I know. I should move on and just go forward but I can't move on. It's an unfinished thing... and it keeps gnawing at my chest, my soul, my mind... It's a good thing I've gone through many difficult times, or I wouldn't be able to hide the fact that it troubles me through out the day. anyways. he was my very first true friend. I just wish I could talk to him again it'd be epic! XD!!! thanks again guys.

I know how that is. I wish you the best of luck in finding him, and hopefully getting an ending out of it (be it good or bad, just closure--obivously I'm hoping it ends well).
 
There you go.

Hopefully you've learned a valuable life lesson.

Obviously you weren't ready at the time. Accept it. Leave it alone as a nice 'what if' fantasy and don't spend more time thinking about it if you don't connect.

And get some help for the anxiety thing. It will only get worse if left unattended.
 
*sigh* I have the incredibly strong feeling its his phone number... but nobody answers when I call... Also the beep of a full answering machine appears so... I'm assuming his family and him are out of town for a couple of days... I'm starting to lose hope, guys... what should I do?

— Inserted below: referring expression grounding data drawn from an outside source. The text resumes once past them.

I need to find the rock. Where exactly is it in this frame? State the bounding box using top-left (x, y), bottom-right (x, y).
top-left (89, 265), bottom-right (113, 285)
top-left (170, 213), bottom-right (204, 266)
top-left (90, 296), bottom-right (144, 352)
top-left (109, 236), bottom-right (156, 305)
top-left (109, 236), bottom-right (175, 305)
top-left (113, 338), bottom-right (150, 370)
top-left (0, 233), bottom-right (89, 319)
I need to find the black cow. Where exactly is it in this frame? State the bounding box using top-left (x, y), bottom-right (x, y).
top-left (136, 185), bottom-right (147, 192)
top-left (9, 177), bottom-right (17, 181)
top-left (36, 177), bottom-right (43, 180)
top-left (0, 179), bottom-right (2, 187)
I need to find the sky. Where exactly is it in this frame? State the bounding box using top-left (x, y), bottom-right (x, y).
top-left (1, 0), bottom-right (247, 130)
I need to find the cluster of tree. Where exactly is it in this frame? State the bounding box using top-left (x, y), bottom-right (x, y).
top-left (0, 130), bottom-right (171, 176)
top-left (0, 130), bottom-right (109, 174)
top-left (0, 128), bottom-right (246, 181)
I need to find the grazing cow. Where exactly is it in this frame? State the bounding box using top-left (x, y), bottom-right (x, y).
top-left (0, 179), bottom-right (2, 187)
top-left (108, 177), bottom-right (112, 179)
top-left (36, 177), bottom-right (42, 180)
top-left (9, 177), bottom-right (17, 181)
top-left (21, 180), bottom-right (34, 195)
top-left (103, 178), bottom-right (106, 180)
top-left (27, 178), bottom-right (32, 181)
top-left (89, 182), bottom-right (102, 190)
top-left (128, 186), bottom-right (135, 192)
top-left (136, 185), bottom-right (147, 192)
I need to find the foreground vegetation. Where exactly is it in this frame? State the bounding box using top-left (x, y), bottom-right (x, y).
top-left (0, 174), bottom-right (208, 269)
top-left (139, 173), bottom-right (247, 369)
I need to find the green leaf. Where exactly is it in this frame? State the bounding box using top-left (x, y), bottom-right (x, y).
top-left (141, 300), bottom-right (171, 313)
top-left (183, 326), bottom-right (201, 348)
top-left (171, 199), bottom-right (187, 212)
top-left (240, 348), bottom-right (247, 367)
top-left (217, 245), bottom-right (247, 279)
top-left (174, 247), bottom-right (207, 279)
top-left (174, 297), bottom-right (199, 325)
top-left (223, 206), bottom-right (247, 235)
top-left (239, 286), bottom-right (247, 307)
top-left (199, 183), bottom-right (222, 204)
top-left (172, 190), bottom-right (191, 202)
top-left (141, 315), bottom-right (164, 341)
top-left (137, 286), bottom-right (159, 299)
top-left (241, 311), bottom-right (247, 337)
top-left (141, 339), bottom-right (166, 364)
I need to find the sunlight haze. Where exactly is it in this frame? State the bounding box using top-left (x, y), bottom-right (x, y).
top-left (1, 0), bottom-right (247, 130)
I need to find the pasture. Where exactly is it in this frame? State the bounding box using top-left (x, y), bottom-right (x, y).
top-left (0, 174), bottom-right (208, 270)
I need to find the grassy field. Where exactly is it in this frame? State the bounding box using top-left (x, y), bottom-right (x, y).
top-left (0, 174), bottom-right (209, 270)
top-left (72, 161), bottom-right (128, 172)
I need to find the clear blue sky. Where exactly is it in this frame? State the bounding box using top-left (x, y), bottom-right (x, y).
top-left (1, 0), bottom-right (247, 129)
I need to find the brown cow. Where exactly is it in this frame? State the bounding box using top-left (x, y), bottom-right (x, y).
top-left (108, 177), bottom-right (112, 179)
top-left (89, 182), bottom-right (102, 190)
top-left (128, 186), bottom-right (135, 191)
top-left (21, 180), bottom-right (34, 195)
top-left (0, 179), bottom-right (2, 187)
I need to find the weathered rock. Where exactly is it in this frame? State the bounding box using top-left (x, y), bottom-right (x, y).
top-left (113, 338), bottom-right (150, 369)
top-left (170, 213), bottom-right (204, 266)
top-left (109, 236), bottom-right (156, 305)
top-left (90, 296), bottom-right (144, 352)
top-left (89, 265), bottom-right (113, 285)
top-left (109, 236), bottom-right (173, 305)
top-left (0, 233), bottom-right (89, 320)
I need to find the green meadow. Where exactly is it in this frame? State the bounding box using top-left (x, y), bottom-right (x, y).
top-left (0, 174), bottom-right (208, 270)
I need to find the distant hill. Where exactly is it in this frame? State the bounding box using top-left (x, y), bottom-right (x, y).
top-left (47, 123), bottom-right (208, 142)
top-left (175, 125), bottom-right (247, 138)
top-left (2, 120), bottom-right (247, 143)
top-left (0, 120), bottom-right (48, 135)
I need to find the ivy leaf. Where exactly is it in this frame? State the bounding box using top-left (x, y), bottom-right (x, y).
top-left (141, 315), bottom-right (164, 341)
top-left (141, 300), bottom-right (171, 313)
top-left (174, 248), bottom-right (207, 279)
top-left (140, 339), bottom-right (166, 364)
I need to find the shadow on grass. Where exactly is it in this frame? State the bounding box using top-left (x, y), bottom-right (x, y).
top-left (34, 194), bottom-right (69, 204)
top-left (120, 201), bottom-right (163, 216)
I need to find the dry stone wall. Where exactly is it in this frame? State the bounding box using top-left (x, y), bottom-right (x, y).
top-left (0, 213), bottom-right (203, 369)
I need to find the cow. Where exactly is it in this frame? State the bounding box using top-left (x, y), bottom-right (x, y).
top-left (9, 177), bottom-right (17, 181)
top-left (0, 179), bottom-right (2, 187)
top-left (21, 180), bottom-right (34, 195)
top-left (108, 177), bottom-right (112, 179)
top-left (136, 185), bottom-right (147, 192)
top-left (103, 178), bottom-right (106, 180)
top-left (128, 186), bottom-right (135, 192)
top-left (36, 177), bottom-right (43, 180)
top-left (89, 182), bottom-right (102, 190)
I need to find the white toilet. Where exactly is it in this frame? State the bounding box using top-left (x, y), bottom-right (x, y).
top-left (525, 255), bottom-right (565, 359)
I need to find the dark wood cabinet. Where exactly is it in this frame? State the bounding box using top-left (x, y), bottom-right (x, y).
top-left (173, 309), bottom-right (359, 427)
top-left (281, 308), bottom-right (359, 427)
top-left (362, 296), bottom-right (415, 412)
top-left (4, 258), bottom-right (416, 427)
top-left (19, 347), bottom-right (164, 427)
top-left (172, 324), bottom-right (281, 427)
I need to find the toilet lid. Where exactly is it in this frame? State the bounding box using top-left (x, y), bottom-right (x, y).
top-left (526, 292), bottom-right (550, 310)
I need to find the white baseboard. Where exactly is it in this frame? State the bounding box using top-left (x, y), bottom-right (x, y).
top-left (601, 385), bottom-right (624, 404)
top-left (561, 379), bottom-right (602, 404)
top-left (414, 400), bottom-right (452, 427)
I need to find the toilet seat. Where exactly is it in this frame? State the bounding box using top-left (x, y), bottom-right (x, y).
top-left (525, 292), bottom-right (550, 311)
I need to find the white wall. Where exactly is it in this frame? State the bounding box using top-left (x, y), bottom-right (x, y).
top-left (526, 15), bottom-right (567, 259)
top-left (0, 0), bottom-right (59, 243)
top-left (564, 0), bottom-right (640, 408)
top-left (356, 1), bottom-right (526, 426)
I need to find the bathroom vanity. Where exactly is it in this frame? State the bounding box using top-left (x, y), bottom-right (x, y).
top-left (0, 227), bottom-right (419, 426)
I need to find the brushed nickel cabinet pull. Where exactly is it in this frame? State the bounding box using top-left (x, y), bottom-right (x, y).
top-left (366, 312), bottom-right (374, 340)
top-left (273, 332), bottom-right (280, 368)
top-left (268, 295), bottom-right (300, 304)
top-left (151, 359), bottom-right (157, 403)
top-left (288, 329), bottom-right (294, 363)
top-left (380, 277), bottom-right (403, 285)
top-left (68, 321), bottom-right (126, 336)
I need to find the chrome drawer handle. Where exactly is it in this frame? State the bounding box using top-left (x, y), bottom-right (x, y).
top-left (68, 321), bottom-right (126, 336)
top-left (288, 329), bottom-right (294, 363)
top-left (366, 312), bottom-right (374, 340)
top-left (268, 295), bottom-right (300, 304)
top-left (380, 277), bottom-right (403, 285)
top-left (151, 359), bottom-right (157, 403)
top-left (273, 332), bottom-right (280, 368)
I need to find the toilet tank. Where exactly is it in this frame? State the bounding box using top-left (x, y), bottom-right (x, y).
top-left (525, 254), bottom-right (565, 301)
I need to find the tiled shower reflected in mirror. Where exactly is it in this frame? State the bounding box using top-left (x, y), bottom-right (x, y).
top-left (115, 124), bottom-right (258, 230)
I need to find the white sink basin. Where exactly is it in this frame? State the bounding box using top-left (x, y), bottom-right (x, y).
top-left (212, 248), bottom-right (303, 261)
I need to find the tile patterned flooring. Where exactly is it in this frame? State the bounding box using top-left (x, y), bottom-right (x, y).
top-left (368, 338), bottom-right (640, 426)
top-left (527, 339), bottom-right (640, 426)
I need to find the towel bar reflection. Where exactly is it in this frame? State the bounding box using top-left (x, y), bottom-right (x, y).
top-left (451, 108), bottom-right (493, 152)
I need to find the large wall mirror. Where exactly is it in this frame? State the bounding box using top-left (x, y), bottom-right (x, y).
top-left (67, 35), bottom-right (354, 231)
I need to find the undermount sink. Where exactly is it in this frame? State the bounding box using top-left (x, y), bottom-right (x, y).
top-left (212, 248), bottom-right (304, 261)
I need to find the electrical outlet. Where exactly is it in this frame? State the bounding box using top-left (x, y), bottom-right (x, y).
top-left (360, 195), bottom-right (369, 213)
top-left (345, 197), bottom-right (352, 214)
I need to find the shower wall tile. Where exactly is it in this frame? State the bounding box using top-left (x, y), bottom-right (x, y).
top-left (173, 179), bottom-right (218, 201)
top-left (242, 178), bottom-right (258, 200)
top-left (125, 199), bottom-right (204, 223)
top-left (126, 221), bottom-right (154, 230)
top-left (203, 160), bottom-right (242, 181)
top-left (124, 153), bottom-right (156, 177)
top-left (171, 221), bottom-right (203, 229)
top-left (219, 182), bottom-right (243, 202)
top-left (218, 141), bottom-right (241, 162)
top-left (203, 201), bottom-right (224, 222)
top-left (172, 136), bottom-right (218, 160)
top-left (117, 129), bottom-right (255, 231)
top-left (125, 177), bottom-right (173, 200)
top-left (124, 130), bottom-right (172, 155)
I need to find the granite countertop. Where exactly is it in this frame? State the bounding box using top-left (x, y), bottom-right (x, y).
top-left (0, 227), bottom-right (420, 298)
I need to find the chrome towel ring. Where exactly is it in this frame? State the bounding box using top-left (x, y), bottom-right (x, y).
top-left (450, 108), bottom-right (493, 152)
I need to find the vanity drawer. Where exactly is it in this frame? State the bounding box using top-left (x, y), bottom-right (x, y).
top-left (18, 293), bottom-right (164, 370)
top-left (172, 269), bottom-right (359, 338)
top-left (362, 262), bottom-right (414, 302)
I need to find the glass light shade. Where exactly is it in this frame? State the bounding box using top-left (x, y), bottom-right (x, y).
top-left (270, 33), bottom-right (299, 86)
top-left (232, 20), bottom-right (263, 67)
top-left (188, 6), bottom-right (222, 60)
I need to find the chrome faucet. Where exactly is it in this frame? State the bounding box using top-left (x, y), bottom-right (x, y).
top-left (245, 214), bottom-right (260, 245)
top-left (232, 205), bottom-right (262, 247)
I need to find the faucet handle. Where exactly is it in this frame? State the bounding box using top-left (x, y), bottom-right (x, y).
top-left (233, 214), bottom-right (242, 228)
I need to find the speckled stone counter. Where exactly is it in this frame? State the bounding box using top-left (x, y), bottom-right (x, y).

I really want to get back in touch with him. :/
 
For a start, read the advice already given.
 
Noiro, this is flame free zone.

Kijadeleon, there is a possibility that they only answer calls from numbers they know. Many people do that to avoid phone solicitors. They may leave the answering machine full so they won't to get any messages. Many people use cell phones now and people who know them well will call their cell phone. You should keep trying, but it's time to try something else as well.

Since you were able to get a phone number, you should be able to obtain their address as well. Write a letter and send it. Be sure to include your phone number in the letter. You can also try to find a Facebook or MySpace page for your friend. Good luck!
 
I know i originally posted this for advice on my 5 year old love that won't die, but atm I just feel pretty down in the dumps... It feels like I don't know what im doing here anymore... I feel like dropping everything i have here and move somewhere else and start fresh... but at the same time I don't want to because that will just make me feel even more miserable considering that It would take me ages to find such great friends that I already have here.
I like it here... I am happy with my life but I feel like there's something missing... Im happy with my friends... somewhat with my family ( not that I really care what goes on I just ignore them ) my studies are challenging enough... And I'm thinking im just like this because I can't find someone...

any feed back welcomed... and thanks for your support.

Ps: I'll send that letter on wednessday since I'm making it a pretty long one.